Estivemos a falar mais um pouco mas não me
alonguei na conversa, ele precisava de descanso e já estava a fazer um esforço
enorme ao falar comigo. Despedi-me com um “Adoro-te” e ele igual. Agora o dia
podia finalmente acabar.
:::
Mal o despertador tocou acordei em uníssono
com a Galdéria Embeiçada. Ela já se estava a arranjar em frente ao espelho e eu
mal tinha saído da cama. Esperava que o dia de hoje fosse tão bom como o de
ontem, já que melhor não podia ser. Quando toquei à campainha da porta do Gonçalo
senti novamente o meu estômago a embrulhar-se e ele ainda não tinha aparecido, que raios! Olhei interiormente para a
Galdéria e lá estava ela, pronta a arrasar novamente. Odeio-a neste momento.

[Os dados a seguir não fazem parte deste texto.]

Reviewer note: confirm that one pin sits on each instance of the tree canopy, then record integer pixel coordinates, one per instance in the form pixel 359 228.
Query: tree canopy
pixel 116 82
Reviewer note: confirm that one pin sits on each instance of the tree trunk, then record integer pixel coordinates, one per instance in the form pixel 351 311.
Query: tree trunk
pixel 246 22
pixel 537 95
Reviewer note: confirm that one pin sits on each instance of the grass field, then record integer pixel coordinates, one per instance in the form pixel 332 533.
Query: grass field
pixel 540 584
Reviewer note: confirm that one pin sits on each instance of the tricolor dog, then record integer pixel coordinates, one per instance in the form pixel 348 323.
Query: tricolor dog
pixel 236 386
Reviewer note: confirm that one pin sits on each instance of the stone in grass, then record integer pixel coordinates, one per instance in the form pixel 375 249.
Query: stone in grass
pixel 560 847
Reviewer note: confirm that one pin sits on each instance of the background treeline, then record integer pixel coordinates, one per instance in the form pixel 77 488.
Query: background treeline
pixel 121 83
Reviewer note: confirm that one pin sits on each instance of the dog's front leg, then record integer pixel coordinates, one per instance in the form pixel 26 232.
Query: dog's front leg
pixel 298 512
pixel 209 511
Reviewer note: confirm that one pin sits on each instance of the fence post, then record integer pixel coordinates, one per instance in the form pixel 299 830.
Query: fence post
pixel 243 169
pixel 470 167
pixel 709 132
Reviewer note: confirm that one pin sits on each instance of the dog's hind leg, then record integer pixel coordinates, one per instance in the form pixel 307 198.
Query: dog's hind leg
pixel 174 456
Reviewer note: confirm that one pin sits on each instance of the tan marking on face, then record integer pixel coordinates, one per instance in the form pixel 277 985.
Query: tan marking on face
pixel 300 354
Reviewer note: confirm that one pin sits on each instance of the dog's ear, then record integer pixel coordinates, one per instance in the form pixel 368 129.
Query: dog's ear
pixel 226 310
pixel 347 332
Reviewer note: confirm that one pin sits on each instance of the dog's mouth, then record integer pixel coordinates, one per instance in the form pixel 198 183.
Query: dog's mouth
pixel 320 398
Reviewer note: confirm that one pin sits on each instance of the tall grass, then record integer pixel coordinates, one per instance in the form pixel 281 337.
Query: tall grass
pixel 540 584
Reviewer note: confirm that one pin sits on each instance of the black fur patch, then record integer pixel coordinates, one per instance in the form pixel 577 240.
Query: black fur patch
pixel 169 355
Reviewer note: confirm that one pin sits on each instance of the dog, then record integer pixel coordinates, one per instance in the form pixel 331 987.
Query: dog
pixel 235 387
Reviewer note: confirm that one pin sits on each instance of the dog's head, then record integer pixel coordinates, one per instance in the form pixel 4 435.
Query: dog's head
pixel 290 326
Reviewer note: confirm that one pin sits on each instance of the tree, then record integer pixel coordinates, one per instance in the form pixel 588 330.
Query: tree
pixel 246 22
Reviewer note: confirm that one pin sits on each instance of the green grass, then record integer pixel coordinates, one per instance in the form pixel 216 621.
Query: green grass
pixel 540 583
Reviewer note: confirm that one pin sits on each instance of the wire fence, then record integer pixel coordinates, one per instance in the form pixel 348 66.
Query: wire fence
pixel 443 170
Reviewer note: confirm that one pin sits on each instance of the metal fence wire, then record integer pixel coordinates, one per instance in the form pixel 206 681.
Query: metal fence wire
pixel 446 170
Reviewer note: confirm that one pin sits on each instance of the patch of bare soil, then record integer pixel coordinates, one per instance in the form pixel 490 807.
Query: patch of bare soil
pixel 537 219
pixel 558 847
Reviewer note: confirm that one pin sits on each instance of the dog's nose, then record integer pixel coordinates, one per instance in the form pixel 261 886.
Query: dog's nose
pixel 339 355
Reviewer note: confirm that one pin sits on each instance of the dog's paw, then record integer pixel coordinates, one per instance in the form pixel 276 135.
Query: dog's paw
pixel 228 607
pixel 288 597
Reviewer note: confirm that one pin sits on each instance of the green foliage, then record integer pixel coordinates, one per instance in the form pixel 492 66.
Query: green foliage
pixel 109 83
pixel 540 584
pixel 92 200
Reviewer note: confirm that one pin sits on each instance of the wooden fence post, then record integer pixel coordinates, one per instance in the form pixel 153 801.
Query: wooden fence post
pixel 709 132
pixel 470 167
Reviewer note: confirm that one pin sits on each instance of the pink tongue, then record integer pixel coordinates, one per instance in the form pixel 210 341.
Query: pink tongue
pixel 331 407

Mal o Gonçalo abriu a porta as pernas tremeram-me e tive que a esbofetear
mentalmente para que eu não caísse ao chão.
- Olá – disse com um enorme sorriso.
- Olá – disse eu, claramente
ainda atrapalhada com os meus pensamentos.
O Gonçalo veio cá para fora e pôs-se ao meu
lado para fechar a porta desajeitadamente. Não íamos ficar por casa? Ele
apercebeu-se da incógnita estampada na minha cara e sorriu novamente.
- Decidi fazer-te uma surpresa – pausou. –
Ontem era o meu último dia de repouso, já posso aventurar-me – disse ele
bastante orgulhoso de si.
- Até onde as tuas muletas te
deixarem – completei gargalhando.
- Não desafies um homem orgulhoso.
- Acabei de o fazer –
semicerrei os olhos. Ia definitivamente jogar este jogo e a Galdéria estava a
adorar.
- Estou a ver que andaste a
treinar a tua confiança no espelho – sorriu. – Mas ainda não estás preparada
para todos os meus trunfos, acredita em mim – passou a mão pelo meu queixo
roçando o seu polegar no meu lábio inferior e piscou-me o olho preparando-se
para descer os poucos degraus da sua entrada.
A minha boca assumiu a forma de um “O” perfeito e no meu interior alguém tinha acabado de desmaiar, mais uma vez ele tinha ficado com a última palavra.